Block device emulation on top of ubi volumes with read/write support.
Block devices get automatically created for each ubi volume present.
Each ubiblock is fairly cheap since it's based on workqueues
and not on threads.
Read/write access is expected to work fairly well because the
request queue at block elevator orders block transfers to be space-effective.
In other words, it's expected that reads and writes gets ordered
to point to the same LEB.
To help this and reduce access to the UBI volume, a 1-LEB size
write-back cache has been implemented.
Every read and every write, goes through this cache and the write is
only done when a request arrives to read or write to a different LEB
or when the device is released, when the last file handle is closed.

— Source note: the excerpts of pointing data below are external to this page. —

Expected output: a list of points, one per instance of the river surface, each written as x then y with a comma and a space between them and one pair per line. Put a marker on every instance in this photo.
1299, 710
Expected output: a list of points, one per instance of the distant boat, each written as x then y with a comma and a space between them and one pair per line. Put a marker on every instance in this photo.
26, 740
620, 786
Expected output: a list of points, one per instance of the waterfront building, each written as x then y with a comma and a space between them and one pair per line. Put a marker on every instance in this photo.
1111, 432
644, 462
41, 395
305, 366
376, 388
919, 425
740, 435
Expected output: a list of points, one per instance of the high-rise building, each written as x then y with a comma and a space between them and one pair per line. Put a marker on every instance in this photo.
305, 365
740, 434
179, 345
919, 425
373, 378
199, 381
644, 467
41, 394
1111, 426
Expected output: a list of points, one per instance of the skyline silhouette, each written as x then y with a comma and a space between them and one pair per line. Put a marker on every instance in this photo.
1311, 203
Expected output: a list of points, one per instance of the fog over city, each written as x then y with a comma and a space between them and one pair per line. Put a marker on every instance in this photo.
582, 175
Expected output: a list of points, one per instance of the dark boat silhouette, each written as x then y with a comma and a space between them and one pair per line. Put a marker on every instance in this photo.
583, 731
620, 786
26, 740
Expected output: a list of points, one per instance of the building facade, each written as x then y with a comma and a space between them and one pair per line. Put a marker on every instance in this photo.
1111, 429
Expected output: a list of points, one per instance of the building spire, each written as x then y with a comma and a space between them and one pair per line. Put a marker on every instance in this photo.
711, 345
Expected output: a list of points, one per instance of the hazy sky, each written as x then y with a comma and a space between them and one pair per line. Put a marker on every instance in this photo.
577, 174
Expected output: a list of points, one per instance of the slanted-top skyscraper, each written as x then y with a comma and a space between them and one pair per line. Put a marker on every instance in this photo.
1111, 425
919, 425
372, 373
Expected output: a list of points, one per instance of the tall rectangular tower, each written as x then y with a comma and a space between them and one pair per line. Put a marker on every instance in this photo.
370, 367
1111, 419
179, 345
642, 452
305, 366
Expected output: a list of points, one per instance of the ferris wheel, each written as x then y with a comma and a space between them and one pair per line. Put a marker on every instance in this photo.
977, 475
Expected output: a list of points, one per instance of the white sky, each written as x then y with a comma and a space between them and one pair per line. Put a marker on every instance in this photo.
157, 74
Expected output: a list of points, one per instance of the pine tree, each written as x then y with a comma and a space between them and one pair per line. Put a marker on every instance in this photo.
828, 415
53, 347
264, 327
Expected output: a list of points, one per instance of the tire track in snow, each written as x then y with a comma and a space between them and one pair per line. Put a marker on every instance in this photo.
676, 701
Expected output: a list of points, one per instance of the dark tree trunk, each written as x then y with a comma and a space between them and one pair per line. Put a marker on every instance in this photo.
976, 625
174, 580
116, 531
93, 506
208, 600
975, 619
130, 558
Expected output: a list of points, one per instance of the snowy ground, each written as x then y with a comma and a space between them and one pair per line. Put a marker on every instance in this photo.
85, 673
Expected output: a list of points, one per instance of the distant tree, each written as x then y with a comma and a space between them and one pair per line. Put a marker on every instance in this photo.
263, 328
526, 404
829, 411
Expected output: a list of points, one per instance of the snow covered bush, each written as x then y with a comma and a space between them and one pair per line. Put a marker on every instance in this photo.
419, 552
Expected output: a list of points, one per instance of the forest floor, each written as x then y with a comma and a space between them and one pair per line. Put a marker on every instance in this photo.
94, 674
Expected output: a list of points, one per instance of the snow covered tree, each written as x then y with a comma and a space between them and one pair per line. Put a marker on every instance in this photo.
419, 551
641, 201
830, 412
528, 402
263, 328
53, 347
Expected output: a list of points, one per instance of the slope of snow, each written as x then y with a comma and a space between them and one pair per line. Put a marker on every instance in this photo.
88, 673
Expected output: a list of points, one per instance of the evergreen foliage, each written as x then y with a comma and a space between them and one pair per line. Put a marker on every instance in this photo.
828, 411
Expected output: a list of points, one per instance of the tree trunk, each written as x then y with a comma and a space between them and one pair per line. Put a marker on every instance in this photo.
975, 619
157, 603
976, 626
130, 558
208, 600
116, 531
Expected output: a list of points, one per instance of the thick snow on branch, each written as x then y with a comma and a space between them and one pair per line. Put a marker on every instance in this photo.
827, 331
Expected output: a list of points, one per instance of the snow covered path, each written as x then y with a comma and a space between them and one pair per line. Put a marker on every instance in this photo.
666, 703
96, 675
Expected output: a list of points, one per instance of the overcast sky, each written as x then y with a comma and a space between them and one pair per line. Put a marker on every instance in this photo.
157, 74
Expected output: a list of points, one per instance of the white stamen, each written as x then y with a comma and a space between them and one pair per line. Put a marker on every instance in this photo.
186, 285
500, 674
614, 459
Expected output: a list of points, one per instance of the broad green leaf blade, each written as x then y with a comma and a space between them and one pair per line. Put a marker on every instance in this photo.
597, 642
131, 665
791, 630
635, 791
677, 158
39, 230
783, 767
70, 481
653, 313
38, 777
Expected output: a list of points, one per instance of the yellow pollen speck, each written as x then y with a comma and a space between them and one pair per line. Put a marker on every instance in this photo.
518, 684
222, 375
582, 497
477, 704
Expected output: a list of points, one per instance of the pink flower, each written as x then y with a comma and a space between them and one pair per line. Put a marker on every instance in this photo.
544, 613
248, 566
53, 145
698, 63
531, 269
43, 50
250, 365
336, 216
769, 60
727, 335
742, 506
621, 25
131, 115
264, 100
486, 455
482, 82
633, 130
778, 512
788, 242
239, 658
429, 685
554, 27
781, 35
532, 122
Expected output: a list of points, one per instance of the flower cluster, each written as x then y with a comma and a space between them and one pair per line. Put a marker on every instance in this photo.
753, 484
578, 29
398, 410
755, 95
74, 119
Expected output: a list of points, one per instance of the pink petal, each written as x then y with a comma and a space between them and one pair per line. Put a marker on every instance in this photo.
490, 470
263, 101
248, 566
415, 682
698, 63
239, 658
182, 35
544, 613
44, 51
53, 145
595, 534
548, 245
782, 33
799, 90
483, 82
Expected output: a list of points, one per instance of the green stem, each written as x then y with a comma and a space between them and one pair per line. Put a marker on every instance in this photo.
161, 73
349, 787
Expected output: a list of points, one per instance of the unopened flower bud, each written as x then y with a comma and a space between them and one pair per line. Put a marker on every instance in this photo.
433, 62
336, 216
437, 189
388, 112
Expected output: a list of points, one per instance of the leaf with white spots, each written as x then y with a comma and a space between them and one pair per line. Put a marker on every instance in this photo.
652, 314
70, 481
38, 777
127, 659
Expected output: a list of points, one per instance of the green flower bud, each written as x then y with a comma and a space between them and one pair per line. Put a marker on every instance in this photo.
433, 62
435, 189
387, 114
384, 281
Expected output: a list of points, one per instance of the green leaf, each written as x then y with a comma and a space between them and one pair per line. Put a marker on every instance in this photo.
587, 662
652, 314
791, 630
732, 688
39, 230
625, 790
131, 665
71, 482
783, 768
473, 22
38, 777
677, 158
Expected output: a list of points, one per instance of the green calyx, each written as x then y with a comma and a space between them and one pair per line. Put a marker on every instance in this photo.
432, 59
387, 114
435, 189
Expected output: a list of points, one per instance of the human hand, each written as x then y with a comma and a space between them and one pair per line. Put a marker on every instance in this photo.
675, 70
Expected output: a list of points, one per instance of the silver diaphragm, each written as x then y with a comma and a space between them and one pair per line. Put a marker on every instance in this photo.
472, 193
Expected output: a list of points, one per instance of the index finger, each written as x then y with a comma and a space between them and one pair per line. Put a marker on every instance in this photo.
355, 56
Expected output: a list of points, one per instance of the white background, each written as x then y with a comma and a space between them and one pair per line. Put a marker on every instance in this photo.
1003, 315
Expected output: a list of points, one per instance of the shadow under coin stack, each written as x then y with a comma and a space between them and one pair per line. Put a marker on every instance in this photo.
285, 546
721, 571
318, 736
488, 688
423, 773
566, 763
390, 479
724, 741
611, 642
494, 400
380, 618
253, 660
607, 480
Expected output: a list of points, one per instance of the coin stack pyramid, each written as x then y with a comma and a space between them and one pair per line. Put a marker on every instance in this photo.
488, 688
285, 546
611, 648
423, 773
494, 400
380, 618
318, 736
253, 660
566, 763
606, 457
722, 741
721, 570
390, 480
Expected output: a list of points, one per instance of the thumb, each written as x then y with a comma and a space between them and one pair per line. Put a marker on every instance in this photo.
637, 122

This cache is 1-LEB bytes, vmalloced at open() and freed at release().
Cc: Artem Bityutskiy <[email protected]>
Signed-off-by: Ezequiel Garcia <[email protected]>
---
drivers/mtd/ubi/Kconfig | 12 +
drivers/mtd/ubi/Makefile | 1 +
drivers/mtd/ubi/ubiblock.c | 673 ++++++++++++++++++++++++++++++++++++++++++++
3 files changed, 686 insertions(+), 0 deletions(-)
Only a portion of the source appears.